12. Progesterone Hormone. They are secreted by luteal cells of the Corpus Luteum (CL) and by the placenta. LH primarily stimulates secretion. In cows, the amount of progesterone secreted by the placenta is minimal, and hence the presence of CL is necessary until late in pregnancy. The main functions are:
- Inhibits uterine contractions.
- High levels of progesterone inhibit estrus and the ovulatory surge of LH.
- Stimulates the endometrial gland to secrete an endometrial fluid necessary for the nourishment of blastocyst before implantation.
13. Testosterone Hormone. The testosterone hormone is produced by the Leydig cell of the testis. The hormone is responsible for developing reproductive organs, behavior, and manifestations of signs of maturity in stallions.
14. Relaxin Hormone. Mainly secreted by the uterus, also known to be secreted from CL and placenta. It causes dilation of the cervix and vagina before parturition.
15. PMSG (Pregnant Mare Serum Gonadotropins). A glycoprotein hormone secreted by uterine endometrium during 40-140 days of pregnancy in mares. PMSG has both FSH-like and LH-like activity, but predominately it has FSH-like action. Secretion of PMSG stimulates the development of ovarian follicles, some of which ovulate and develop into accessory CL which produces progesterone. PMSG is also used clinically to induce superovulation.
16. HCG (Human Chorionic Gonadotropins). Glycoprotein hormone is present in the urine of pregnant women. It can be detected in urine eight days after conception by RIA (Radio Immune assay). It has mainly LH-like action and little FSH activity. It can be used for induction of ovulation and to treat cystic ovaries.
17. Placental Lactogens. Placental lactogens have been found in several species. These hormones are protein in nature with properties similar to growth hormone and prolactin. It is more imp for its growth properties than for prolactin properties. Placenta lactogen is imp in regulating maternal metabolism to ensure the availability of adequate nutrients to developing fetuses.
Secondary Hormones Hormones of Reproduction
These hormones are not directly involved with the reproductive activities of the stallion and mare. Their actions help in the growth and development of organs, systems, and associated activities. The hormones are:
- Somatotropin Hormone (STH). Somatotrophin/growth hormone is responsible for the growth of the body.
- Thyroid Stimulating Hormone (TSH). Thyroid-stimulating Hormone stimulates thyroid function.
- Adrenocorticotropic Hormone (ACTH). Adreno corticotropic hormone is responsible for stimulating the adrenal cortex.
- Antidiuretic Hormone (ADH) or Vasopressin maintains a water balance.

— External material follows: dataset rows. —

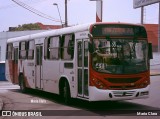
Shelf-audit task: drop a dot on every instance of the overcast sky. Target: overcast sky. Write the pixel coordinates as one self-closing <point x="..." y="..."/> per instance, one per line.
<point x="79" y="12"/>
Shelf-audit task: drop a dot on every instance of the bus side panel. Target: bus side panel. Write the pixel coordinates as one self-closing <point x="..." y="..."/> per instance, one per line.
<point x="8" y="70"/>
<point x="51" y="76"/>
<point x="29" y="72"/>
<point x="23" y="69"/>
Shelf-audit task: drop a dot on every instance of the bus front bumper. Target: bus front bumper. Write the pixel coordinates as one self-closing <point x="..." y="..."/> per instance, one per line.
<point x="96" y="94"/>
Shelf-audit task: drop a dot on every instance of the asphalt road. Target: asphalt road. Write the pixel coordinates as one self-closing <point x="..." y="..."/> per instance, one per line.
<point x="35" y="100"/>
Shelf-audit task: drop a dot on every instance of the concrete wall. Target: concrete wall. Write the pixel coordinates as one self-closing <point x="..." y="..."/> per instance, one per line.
<point x="6" y="35"/>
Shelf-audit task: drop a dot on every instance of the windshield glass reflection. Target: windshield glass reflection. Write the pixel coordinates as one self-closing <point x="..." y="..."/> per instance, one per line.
<point x="120" y="56"/>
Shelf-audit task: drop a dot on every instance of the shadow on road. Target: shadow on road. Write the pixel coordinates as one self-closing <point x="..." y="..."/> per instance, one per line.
<point x="96" y="108"/>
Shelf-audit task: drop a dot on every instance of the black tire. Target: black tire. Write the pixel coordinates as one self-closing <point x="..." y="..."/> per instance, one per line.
<point x="65" y="93"/>
<point x="22" y="84"/>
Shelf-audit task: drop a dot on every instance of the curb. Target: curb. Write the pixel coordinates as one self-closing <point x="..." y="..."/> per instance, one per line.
<point x="154" y="74"/>
<point x="1" y="104"/>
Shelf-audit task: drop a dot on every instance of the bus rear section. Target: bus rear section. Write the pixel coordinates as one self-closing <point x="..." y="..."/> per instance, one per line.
<point x="119" y="62"/>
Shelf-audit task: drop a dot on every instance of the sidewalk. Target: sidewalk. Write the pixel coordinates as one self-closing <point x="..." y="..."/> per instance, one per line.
<point x="154" y="72"/>
<point x="155" y="64"/>
<point x="1" y="104"/>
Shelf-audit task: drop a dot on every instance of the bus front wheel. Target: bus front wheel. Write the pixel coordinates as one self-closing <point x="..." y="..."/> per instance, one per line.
<point x="65" y="92"/>
<point x="22" y="84"/>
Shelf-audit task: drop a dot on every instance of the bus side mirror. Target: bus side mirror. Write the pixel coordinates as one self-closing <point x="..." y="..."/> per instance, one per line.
<point x="91" y="47"/>
<point x="150" y="54"/>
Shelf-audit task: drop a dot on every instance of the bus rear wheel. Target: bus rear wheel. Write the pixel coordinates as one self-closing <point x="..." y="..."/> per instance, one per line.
<point x="22" y="84"/>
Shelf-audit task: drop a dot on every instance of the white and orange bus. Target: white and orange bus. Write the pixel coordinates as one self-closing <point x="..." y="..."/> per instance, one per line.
<point x="94" y="62"/>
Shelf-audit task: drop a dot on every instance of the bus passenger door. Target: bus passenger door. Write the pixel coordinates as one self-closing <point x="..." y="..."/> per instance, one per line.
<point x="82" y="70"/>
<point x="38" y="67"/>
<point x="15" y="65"/>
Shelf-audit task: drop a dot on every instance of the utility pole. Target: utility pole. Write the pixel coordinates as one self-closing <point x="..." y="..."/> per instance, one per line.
<point x="99" y="10"/>
<point x="66" y="21"/>
<point x="142" y="14"/>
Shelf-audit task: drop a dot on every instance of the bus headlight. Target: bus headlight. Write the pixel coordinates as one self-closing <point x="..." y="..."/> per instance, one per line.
<point x="98" y="84"/>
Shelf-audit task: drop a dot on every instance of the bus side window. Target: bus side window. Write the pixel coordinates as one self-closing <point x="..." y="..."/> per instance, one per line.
<point x="54" y="48"/>
<point x="22" y="50"/>
<point x="31" y="49"/>
<point x="46" y="48"/>
<point x="67" y="50"/>
<point x="9" y="51"/>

- Thyroid Hormone. Thyroxin-body growth, development and maturation, and oxidation of feeds.
- Parathyroid Hormone. Paratharmone-Ca and P metabolism.
- Calcitonin Hormone. Opposite to parathormone.

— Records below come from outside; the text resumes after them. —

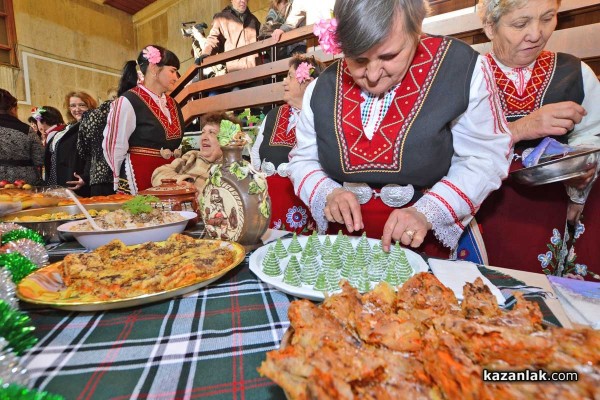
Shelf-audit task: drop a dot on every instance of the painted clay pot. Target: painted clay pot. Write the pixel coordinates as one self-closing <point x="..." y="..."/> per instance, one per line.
<point x="235" y="203"/>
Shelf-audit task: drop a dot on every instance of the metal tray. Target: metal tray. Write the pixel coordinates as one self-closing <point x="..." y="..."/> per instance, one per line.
<point x="571" y="165"/>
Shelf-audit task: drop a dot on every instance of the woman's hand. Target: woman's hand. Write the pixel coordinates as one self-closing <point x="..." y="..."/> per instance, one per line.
<point x="79" y="183"/>
<point x="406" y="225"/>
<point x="549" y="120"/>
<point x="342" y="207"/>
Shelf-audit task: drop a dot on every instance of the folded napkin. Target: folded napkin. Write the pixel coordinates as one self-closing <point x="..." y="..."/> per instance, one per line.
<point x="455" y="274"/>
<point x="580" y="300"/>
<point x="547" y="147"/>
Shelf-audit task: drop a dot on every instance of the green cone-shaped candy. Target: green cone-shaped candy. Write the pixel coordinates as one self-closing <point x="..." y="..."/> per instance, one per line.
<point x="271" y="263"/>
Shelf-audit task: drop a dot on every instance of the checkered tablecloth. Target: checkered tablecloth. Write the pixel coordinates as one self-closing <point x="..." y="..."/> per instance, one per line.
<point x="206" y="344"/>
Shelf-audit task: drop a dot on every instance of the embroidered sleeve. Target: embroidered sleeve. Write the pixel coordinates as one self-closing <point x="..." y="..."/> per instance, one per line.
<point x="120" y="124"/>
<point x="311" y="183"/>
<point x="482" y="150"/>
<point x="587" y="132"/>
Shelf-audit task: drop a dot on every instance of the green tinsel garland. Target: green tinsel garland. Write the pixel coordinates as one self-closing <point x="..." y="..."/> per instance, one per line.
<point x="18" y="265"/>
<point x="16" y="328"/>
<point x="16" y="392"/>
<point x="22" y="234"/>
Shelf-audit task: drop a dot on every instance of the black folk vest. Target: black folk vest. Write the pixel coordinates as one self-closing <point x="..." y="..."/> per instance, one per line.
<point x="277" y="142"/>
<point x="153" y="129"/>
<point x="413" y="143"/>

- Adrenal Cortex. Aldosterone is responsible for electrolyte, water balance within the body.
- Cortisone. Responsible for carbohydrate fat and protein metabolism.
- Insulin. Responsible for carbohydrate, protein, and fat metabolism.

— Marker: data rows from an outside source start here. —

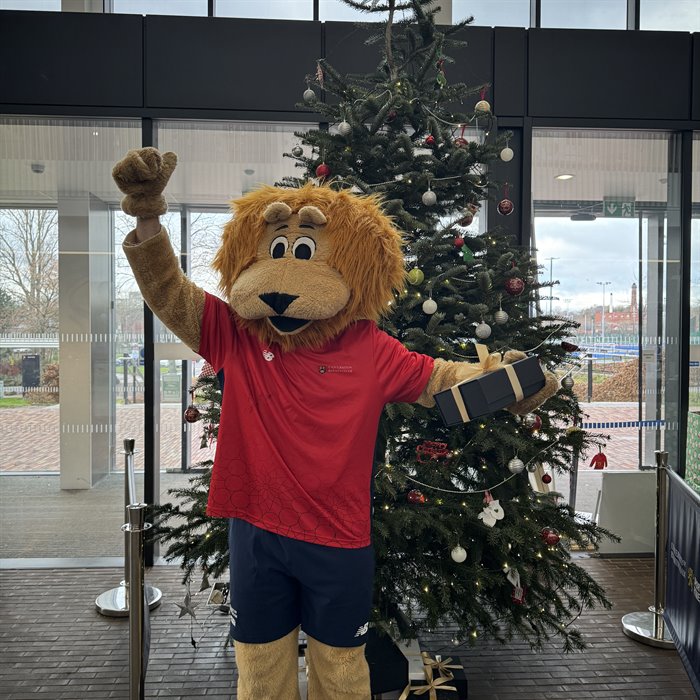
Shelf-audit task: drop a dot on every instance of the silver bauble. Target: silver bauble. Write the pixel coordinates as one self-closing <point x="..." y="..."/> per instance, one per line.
<point x="500" y="317"/>
<point x="483" y="331"/>
<point x="459" y="554"/>
<point x="507" y="154"/>
<point x="516" y="465"/>
<point x="429" y="198"/>
<point x="429" y="306"/>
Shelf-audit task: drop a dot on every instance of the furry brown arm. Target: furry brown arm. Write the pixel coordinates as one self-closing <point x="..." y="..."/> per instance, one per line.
<point x="178" y="302"/>
<point x="446" y="374"/>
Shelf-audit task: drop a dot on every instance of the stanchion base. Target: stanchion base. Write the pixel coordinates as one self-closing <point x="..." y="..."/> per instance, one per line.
<point x="640" y="627"/>
<point x="113" y="603"/>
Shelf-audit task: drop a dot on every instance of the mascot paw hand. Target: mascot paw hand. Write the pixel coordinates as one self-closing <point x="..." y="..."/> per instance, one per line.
<point x="142" y="176"/>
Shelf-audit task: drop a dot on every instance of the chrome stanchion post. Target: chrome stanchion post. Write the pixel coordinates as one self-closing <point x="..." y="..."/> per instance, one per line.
<point x="115" y="602"/>
<point x="134" y="529"/>
<point x="648" y="626"/>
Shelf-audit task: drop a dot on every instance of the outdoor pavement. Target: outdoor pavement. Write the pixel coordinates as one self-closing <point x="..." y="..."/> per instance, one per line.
<point x="55" y="646"/>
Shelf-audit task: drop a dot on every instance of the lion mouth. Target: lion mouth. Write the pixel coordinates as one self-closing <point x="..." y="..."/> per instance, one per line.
<point x="285" y="324"/>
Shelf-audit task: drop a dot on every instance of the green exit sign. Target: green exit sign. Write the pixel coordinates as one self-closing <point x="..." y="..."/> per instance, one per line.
<point x="618" y="208"/>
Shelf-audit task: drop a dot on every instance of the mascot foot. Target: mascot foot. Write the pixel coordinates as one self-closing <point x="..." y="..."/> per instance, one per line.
<point x="337" y="673"/>
<point x="269" y="671"/>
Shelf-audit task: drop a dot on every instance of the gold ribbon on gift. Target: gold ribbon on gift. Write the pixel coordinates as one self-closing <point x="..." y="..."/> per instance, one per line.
<point x="487" y="363"/>
<point x="442" y="667"/>
<point x="431" y="687"/>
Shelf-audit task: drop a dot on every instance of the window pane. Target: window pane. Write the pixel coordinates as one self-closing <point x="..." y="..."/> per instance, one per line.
<point x="191" y="8"/>
<point x="66" y="362"/>
<point x="493" y="13"/>
<point x="615" y="271"/>
<point x="42" y="5"/>
<point x="584" y="14"/>
<point x="271" y="9"/>
<point x="671" y="15"/>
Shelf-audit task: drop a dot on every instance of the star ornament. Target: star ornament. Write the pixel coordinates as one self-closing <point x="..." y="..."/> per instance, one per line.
<point x="187" y="607"/>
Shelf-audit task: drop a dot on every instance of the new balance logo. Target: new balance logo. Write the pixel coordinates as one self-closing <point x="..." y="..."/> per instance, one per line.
<point x="362" y="630"/>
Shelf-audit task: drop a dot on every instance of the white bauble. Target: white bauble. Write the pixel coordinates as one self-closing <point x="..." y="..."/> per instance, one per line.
<point x="459" y="554"/>
<point x="429" y="306"/>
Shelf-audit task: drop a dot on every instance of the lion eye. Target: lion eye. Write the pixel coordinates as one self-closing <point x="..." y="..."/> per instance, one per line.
<point x="279" y="247"/>
<point x="304" y="248"/>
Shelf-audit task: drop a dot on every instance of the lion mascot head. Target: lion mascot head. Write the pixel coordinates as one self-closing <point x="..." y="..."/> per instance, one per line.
<point x="298" y="266"/>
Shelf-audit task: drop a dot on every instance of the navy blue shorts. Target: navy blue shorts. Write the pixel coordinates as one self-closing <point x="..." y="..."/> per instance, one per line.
<point x="278" y="583"/>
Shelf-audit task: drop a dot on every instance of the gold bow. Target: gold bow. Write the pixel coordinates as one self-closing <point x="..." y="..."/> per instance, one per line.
<point x="487" y="363"/>
<point x="432" y="686"/>
<point x="442" y="667"/>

- Glucagon. It has got reverse action of insulin.
Concluding Remarks on Reproductive Hormones of Horse
Successful horse reproduction is the key to a breeding farm of horses. Horse reproduction is a systemic and scientific process. Many reproductive hormones are involved in this process. As a horse owner or veterinarian, you must have prior knowledge of hormones involved in equine reproduction. In my article, I have briefly highlighted the hormones of equine reproduction.